Bellwether also points out that there is conflicting research on whether outcomes are better than inputs in measuring teacher preparation effectiveness. As is discussed in Peering Around the Corner, the outcomes approach is bogged down by questions and trade-offs for state actors.  No Guarantees reminds policymakers that since current research suggests a teacher’s preparation is only a minor factor in her overall effectiveness, states should focus on measuring and incorporating data on teacher effectiveness pulled from the practitioner’s first year of teaching. The four strategies to ensuring a quality pipeline of teachers include:

1. Making teaching less risky. The high cost of teacher preparation, the low pay and the lack of advancement opportunities are all deterrents to the teaching profession.

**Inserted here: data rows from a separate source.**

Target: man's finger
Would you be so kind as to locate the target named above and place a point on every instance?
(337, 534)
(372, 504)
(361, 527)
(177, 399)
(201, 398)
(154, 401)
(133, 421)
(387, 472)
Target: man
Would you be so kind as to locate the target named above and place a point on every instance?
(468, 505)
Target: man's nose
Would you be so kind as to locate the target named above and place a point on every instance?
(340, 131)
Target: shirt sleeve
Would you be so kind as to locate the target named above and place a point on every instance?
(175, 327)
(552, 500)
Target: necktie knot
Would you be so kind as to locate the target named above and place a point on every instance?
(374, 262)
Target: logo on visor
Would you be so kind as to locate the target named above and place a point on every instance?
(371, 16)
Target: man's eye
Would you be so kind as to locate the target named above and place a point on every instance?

2. Ensure districts, not preparation programs, are responsible for recommending a candidate for licensure. School leaders should make the call on who is ready to teach.  Futhermore, expectations on performance should change as a teacher becomes more experienced. This ensures that becoming a ‘teacher of record’ is hinged on demonstrated effectiveness in the classroom. Of note, Ohio’s Resident Educator Program, mentioned in No Guarantees, focuses on such teacher accomplishments.

3. States should measure and publicize effectiveness data. This level of transparency will create an environment where traditional prep programs must compete with alternative prep programs for top teaching candidates.

4. Unpack the black box of good teaching.  As a rule education reformers must analyze existing measures and inputs to see if they are impacting a wider range of outcomes, use assessments that measure higher order thinking, look at outcomes beyond student test scores and encourage variability WITHIN preparation programs. Instead of standardizing, programs should be charged with innovating and experimenting on unique program features that could positively affect outcomes.